Data was acquired through open data services, FOIA-requests, interviews and questionnaires
Two journalists, two data journalist/news developers, two project leaders. The work went on for a period of two months.
“Dead lobsters”: We challenged the findings of the Institute of marine research and the conclusions presented by the Norwegian Directorate of Fisheries. A problem to show a connection was that there were no traces of the neurotoxins in the lobster. As a result of our questions the institute tested the treatment on shrimps, that also died. And no toxins could be traced in them at the laboratory. We also discovered errors in the original study regarding the doses of the neurotoxins used by the sea firm. This story is still under development.
There were in fact two different ongoing investigations on the dispensations from official authorities. Both of them had a different result. So we decided to do it ourselves and talk to all the municipalities in our county. Then we crossed our lists with official data on aqua farms to remove false positives.
“The sick fjord”: The municipality council in Osterøy is now working on strict environmental regulations for future seabass farms.
There’s not a single governmental unit that oversees aqua cultural farms. There are in fact three: The Directorate of Fisheries, The Ministry of Environment and the Norwegian Food Safety Authority. We also needed other data as weather data, ship traffic, spreadsheets from various sources. To keep track of all of our sources we built our own data harvesting tool.
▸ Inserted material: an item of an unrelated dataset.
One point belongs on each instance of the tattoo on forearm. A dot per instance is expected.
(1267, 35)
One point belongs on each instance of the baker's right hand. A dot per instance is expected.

We knew that our potential findings would be met with scepticism from the industry and its supporters. All wrangling of the data should be documented, preferably also scripted. If we got called out we should easily be able to recreate our findings
That data gets reported doesn’t mean its available. We tried to get historical data about de-licing from the Food Safety Authority, but they told us that they didn’t know how to retrieve them. We issued a FOIA-request for their data base structure and pinpointed the exact location of were these data were stored. During our dialogue a new public service called Barentswatch emerged.